Many people visit Portmeirion every year, but I wonder how many explore Y Gwyllt, the woodland that surrounds the village. It is there, you cannot miss it, Y Gwyllt is the backdrop that so beautifully frames the Italianate village that is the main attraction. Don’t get me wrong, I love Portmeirion, I love all of it, but not to wander around Y Gwyllt is to miss a major part of its beauty. Let’s not forget, Clough Williams Ellis’s aim was to demonstrate how architecture could complement and enhance the landscape rather than destroy it. The juxtaposition of Y Gwyllt and the village demonstrate this beautifully.
Y Gwyllt has it’s foundations in the Victorian plant collecting activities of Henry Westmacott* and Sir William Fothergill Cooke*. The exotic delights of the Gwyllt were largely introduced by Caton Haigh*, son of the owner immediately prior to CWE acquiring the land.
Y Gwyllt was neglected for many years prior to the arrival of CWE and this neglect in many ways preserved its beauty. Nobody saw fit to change it or update it to the latest planting fashions. CWE bought up the land surrounding the village to ensure it was kept safe from development and restored the pathways through Y Gwyllt. The greenery of the woods is the perfect foil for the village.
The area is vast, it completely surrounds the village. There are a variety of paths through it, many are steep, sometimes slippy and even in the driest summers there are muddy bits to get around. But it is worth it. You can disappear into its realms for a couple of hours and even on days when the village is full of tourists you are suddenly alone, rarely passing anyone else on the same voyage of discovery. In the distance you can sometimes here the sound of the steam trains running from nearby Porthmadog.

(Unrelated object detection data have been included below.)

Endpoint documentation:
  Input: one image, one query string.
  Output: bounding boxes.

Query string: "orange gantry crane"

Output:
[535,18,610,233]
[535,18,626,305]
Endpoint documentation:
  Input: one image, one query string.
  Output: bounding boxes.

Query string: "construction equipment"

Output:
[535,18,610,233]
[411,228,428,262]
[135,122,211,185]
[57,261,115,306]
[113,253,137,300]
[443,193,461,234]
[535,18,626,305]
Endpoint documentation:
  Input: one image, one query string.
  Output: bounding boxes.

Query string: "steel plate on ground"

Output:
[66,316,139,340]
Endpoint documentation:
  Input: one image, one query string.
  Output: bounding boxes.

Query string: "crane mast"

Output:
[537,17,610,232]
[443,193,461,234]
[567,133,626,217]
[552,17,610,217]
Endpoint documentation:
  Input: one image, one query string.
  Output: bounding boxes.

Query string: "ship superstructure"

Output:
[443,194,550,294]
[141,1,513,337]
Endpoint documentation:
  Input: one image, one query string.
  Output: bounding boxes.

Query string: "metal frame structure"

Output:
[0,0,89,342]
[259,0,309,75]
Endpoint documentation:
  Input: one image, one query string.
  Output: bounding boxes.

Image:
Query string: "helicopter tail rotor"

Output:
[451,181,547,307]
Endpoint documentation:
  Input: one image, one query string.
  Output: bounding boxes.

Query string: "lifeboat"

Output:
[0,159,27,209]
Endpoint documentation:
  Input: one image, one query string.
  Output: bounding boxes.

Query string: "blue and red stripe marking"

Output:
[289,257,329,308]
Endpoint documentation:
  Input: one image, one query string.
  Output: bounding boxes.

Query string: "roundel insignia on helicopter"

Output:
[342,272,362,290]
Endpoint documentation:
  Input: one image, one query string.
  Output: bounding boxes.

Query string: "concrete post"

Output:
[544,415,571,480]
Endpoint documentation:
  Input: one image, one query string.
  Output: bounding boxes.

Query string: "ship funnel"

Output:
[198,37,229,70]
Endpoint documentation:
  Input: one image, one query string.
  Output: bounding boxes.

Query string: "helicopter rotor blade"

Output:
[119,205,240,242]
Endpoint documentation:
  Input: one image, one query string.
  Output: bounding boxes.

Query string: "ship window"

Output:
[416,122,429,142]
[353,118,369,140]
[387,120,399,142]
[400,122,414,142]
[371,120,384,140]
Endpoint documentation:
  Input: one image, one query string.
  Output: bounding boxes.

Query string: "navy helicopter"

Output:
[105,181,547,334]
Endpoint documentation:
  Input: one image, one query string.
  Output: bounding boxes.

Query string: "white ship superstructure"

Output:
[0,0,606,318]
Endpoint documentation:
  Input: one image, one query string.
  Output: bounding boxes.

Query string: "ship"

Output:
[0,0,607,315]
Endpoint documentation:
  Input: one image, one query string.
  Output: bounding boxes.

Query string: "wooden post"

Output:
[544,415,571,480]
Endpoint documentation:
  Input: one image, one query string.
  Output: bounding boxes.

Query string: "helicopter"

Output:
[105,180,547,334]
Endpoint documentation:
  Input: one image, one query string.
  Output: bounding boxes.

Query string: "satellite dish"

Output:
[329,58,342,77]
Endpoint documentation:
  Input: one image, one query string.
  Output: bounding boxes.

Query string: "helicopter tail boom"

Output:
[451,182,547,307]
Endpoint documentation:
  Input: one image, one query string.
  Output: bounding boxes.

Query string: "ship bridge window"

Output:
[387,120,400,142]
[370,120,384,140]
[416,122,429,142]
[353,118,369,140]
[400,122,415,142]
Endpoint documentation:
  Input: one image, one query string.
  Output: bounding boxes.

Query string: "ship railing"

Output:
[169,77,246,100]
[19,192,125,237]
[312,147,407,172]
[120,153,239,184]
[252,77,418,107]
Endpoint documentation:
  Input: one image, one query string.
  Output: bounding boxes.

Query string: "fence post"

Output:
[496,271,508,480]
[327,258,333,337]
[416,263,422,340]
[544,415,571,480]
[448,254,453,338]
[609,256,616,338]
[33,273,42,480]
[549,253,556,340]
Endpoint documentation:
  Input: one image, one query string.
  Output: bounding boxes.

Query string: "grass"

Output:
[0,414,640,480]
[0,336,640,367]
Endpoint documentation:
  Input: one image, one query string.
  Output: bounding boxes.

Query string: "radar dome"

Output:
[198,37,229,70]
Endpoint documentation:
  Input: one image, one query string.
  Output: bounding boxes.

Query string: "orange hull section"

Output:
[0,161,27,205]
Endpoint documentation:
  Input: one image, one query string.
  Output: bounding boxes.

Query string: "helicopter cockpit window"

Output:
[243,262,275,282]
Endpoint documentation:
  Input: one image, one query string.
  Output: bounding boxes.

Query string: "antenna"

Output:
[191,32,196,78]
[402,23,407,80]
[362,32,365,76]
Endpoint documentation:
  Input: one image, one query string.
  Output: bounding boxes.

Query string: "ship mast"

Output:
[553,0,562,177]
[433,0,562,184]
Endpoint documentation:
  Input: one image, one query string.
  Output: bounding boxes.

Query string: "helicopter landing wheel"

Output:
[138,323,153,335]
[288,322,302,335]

As you follow the paths around there are amazing examples of Victorian rhododendrons with their ageing trunk/branch structures that create dark, murky spaces with the foliage and flowers creating umbrellas of colour overhead and carpets of fallen petals.
The trees are exceptional. Sky high conifers, redwoods and oaks. It is virtually impossible not to place your hand on the trunks of some of these trees, the colours and textures just beg to be touched.
There are glades of tree ferns and the stunning white barks of eucalyptus. During spring the camellias glow with colour. All around you is the sound of birds and insects and you drift through clouds of scent that make you stop and pause as you try and identify where it is coming from.
A legacy from the Haigh era that CWE and family upheld is the dogs’ cemetery. Now guarded by this statue of a dog that has weathered from a deep red to this dark patina. You walk from the dark paths into the shady glade where the grave stones are decorated with some old decaying toys, plastic flowers and the natural confetti falling from the surrounding shrubs.
At various points along the route there are viewpoints out to the sea. You suddenly come out into the light and the stunning scenery of the coastline hits you. My favourite viewpoint is right at the edge of Y Gwyllt – we call it ‘the end of the world’ as there is no further that you can go. It is always deadly quiet except for the sound of nature around you. It is compulsory to sit on the bench for a while and just breathe. A natural silence descends and it is peace.
Walking around Y Gwyllt is about light and dark and discovery. I have been wandering the paths now for over a decade (on and off) and still I find places I cannot recall visiting before. It is also difficult to find the same path to go to the same place twice. Are some of the paths in a different dimension? Do you move from time-line to time-line as you go? It feels like anything is possible.